Beginner musicians often struggle to identify specific errors in their performances, such as playing incorrect notes or rhythms. There are two limitations in existing tools for music error detection: (1) Existing approaches rely on automatic alignment; therefore, they are prone to errors caused by small deviations between alignment targets.; (2) There is a lack of sufficient data to train music error detection models, resulting in over-reliance on heuristics. To address (1), we propose a novel transformer model, Polytune, that takes audio inputs and outputs annotated music scores. This model can be trained end-to-end to implicitly align and compare performance audio with music scores through latent space representations. To address (2), we present a novel data generation technique capable of creating large-scale synthetic music error datasets. Our approach achieves a 64.1% average Error Detection F1 score, improving upon prior work by 40 percentage points across 14 instruments. Additionally, compared with existing transcription methods repurposed for music error detection, our model can handle multiple instruments. Our source code and datasets are available at https://github.com/ben2002chou/Polytune.
Paper Structure (21 sections, 1 equation, 5 figures, 4 tables, 1 algorithm)

This paper contains 21 sections, 1 equation, 5 figures, 4 tables, 1 algorithm.

Figures (5)

  • Figure 1: The score on top is the performance transcription and the score below is the reference. This paper can detect three types of errors. (1) is an extra note. “C” is played, but it is not expected by the score. (2) is a missed note. In this figure, “C” is not played. (3) is a wrong note, which is actually just a missed note and an extra note happening at the same time. We expect the player to play a “C” but instead a “B” is played. The model inputs the score and the music student's recorded audio, and labels the notes detected from the recording as “Missed”, “Extra”, or “Correct”.
  • Figure 2: Illustration of differences between (a) previous work and (b) our Polytune . Our approach simplifies music error detection by using an end-to-end trainable architecture. This eliminates the need to explicitly align and compare audio, which is error-prone.
  • Figure 3: Deficiency of Dynamic Time Warping (DTW): DTW encounters challenges when aligning complex sequences of overlapping notes in music.

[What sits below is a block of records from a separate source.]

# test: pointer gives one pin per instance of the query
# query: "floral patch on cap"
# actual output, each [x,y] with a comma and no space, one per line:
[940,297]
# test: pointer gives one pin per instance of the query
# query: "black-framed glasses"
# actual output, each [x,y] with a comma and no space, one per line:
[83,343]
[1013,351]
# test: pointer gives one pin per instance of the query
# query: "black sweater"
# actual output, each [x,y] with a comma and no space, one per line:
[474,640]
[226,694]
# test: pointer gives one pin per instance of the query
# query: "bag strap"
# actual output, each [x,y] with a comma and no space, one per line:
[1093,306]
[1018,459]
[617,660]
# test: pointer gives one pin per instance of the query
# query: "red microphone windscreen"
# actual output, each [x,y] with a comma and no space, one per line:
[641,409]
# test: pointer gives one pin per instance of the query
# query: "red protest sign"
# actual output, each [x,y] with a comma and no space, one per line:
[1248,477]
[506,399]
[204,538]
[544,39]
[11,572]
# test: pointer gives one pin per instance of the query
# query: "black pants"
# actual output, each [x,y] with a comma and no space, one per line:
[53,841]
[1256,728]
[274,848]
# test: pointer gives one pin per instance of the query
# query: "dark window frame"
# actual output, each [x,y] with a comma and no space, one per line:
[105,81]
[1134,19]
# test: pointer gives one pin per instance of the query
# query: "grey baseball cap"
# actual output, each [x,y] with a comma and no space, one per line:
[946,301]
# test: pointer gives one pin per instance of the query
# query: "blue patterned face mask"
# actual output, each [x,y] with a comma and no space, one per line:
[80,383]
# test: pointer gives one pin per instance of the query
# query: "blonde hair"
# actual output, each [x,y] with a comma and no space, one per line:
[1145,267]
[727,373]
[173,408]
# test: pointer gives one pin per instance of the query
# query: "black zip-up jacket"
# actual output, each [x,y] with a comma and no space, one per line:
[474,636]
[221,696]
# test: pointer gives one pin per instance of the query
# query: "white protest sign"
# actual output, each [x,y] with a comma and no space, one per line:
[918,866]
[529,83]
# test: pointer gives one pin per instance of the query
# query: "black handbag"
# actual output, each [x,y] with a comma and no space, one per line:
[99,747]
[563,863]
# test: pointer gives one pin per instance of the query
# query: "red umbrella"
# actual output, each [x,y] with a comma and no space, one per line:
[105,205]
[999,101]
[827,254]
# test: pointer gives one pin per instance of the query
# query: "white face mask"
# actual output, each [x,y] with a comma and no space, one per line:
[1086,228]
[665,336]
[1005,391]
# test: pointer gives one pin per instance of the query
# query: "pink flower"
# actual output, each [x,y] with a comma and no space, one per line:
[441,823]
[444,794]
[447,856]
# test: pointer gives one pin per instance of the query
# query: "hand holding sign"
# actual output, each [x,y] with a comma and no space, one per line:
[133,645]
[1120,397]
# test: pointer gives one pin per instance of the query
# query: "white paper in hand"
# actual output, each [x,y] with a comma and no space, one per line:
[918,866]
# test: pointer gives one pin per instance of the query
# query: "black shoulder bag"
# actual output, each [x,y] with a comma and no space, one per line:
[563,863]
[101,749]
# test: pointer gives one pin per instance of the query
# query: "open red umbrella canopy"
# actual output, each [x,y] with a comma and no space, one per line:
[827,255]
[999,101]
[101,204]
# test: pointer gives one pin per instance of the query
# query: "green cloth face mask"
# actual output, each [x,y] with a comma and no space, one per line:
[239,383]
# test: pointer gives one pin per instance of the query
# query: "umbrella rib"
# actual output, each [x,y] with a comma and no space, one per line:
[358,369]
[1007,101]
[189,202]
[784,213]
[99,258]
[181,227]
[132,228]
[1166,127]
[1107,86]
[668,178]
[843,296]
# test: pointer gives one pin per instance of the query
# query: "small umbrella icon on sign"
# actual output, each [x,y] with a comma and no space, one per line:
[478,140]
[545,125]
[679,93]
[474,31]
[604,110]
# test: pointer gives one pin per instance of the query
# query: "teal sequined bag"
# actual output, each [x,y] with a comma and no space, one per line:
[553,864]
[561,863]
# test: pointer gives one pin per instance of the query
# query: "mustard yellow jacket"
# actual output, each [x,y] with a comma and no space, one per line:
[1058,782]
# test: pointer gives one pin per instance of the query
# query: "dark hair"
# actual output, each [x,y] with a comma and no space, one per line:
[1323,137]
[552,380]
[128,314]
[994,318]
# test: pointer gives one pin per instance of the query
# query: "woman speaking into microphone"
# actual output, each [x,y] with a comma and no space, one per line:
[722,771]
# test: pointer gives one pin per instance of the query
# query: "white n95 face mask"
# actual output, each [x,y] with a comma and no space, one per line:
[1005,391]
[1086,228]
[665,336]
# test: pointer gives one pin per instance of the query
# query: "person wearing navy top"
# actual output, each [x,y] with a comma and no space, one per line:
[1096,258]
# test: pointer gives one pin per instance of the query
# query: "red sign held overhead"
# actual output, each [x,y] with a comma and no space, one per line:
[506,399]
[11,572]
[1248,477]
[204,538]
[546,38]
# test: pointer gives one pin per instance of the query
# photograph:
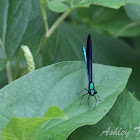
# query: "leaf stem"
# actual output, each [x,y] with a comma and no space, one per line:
[17,65]
[51,30]
[9,72]
[125,28]
[42,6]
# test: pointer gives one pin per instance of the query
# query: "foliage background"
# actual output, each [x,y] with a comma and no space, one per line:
[115,30]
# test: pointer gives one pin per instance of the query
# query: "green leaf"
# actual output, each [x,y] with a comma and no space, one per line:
[57,6]
[106,50]
[133,11]
[115,22]
[57,85]
[16,21]
[124,115]
[28,128]
[3,63]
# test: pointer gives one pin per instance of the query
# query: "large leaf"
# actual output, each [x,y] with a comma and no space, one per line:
[124,116]
[63,5]
[58,85]
[106,50]
[28,128]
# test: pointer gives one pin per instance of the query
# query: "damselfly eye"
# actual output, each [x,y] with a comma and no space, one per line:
[95,92]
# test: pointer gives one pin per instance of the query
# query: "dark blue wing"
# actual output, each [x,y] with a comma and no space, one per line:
[89,57]
[85,55]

Specifically, when DTW aligns one note within a group, it often compromises the alignment of other notes. This issue arises because DTW attempts to minimize timing differences across the entire sequence. Once the MIDI score is aligned with the audio, the algorithm may align one note correctly but misalign others, leading to potential classification errors. For example, as seen in the overlay of score and audio, aligning an "A" note might result in the misalignment of the adjacent "C#" note, causing the algorithm to mistakenly classify a correctly played note as a missed "C#" and then an extra "C#".
  • Figure 4: Architecture of Polytune. The diagram illustrates the process flow starting with the Score and Performance Audio inputs, each processed through dedicated AST encoders. These encoded features are concatenated and passed through a joint encoder and a decoder with cross-attention for temporal sequencing. The output is generated through greedy autoregressive sampling, providing MIDI-like tokens that classify notes as correct or missing.
  • Figure 5: Qualitative Comparison of MIDI Note Events: This figure shows the "correct category" note events detected by each model for a track in the CocoChorales-E dataset. Ground truth notes are filled blue rectangles, and model predictions are black-outlined rectangles. Music note 1 is caused by a transcription error by MT3 and a similar error occurs with Music note 2. Overall, Polytune better matches the ground truth and has fewer false detections than our Benetos and Wang re-implementation.